These days, leukemia is one of the diseases with high death rates in the world and it affects a wide range of people of different ages and races. Chemotherapy and radiotherapy can be mentioned among the usual and common methods of leukemia treatment, which are mostly used as the chosen method of treatment in most parts of the world.^[1] Despite the widespread use of these methods, they have many disadvantages and complications that affect patients. One of the disadvantages of the common methods of leukemia treatment is that in these methods, both healthy and cancerous cells are affected by the drug and undergo changes, which causes the insufficient drug to reach the leukemia cells and increases the excretion of those drugs; In this way, it is necessary to increase the amount of drug injection, which will not be possible from an economic point of view and depending on the patient’s general condition and tolerance.^[1–3] The aim of modern medical knowledge is to minimize these problems and unpleasant side effects for leukemic patients so that they can go through the course of their illness and treatment with less pain and damage. In the last decade, following research and obtaining more information about tumors and types of leukemia, a new method called biotechnology had been proposed to treat leukemia. Recently, researchers have indicated the anti-leukemia effects of the antioxidant molecules.^[2,3]

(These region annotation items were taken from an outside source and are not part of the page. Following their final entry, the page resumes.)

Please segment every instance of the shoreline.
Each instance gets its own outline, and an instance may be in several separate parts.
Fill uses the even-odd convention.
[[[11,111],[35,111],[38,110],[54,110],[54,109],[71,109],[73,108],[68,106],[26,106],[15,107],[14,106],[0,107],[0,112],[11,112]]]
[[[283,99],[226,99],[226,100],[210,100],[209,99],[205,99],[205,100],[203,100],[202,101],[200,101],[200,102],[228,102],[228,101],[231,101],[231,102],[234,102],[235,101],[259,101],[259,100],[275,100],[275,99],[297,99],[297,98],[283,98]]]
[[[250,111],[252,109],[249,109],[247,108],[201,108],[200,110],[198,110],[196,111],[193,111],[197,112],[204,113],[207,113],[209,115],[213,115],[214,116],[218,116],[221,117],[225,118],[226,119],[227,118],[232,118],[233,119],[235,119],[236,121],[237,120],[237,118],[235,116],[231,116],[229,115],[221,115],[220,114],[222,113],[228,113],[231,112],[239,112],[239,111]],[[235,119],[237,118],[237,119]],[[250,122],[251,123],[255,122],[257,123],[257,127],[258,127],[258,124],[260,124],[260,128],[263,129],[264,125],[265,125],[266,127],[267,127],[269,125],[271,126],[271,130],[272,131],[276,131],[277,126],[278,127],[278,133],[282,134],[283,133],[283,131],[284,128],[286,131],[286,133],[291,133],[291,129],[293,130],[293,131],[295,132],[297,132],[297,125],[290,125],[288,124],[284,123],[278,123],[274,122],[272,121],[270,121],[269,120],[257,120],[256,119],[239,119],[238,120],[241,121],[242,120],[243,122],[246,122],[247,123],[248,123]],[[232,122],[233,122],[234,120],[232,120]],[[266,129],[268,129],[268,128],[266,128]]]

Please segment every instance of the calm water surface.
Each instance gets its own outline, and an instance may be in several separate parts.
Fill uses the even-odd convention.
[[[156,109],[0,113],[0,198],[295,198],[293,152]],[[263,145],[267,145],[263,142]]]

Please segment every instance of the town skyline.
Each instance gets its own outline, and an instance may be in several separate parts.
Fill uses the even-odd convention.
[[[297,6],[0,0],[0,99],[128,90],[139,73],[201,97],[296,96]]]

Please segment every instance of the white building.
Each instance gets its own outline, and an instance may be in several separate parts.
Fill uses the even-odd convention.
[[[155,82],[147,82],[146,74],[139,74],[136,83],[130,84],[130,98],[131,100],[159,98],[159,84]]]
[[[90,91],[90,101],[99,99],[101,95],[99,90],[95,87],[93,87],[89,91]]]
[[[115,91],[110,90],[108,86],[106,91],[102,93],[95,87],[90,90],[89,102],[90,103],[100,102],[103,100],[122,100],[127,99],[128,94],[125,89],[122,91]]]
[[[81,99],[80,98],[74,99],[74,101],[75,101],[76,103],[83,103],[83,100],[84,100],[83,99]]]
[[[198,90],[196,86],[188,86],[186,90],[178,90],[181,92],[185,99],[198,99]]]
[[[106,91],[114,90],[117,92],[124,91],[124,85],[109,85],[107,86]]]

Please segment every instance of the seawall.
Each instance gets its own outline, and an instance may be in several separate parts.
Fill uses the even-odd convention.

4-Butylresorcinol (Figure 1), called 4-n-butylresorcinol, is a chemical molecule used to treatment of hyperpigmentation. Different chemicals recorded to inhibit tyrosinase production, like arbutin, hydroquinone, and kojic acid, have been discovered to be powerful inhibitors by an extensive margin.^[2–4]

Figure 1. Chemical structure of 4-Butylresorcinol.

The 27-carbon structure of cholesterol may seem complex, all carbon atoms come from a single precursor, acetate. Cholesterol synthesis consists of four steps. In the first step, acetoacetyl coenzyme A is formed by condensing acetyl coenzyme A and β-hydroxy-β-methylglutaryl-coenzyme A (HMG-CoA) is formed by combining with another acetyl coenzyme A. After this stage, mevalonic acid is synthesized from HMG-CoA thanks to the HMG-CoA reductase enzyme, the rate-limiting enzyme of cholesterol synthesis. In the third step, the formation of squalene from mevalonic acid and finally the final product cholesterol occurs. HMG-CoA reductase catalyzes the important reaction that HMG-CoA is converted to mevalonate molecule via the mevalonate molecule pathway in cholesterol molecule biosynthesis. Additionally, this enzyme is the rate-limiting enzyme that controls cholesterol molecule synthesis in the human body.^[5,6] Indeed, inhibition of this enzyme is the major goal for lowering the serum cholesterol level. Also, statin molecules used as inhibitor compounds of the enzyme were first developed by Kurado and Endo in the 1970s. Additionally, statin molecules are drugs that play a significant role in adjusting cholesterol amounts in the body. However, long-term use of statins causes serious side effects such as myopathy, rhabdomyolysis, impaired liver enzyme functions, sexual dysfunctions and hepatotoxicity. Due to the serious side effects of statin group drugs, there is still a need for the discovery of new, effective and safer HMG-CoA reductase inhibitors.^[7,8]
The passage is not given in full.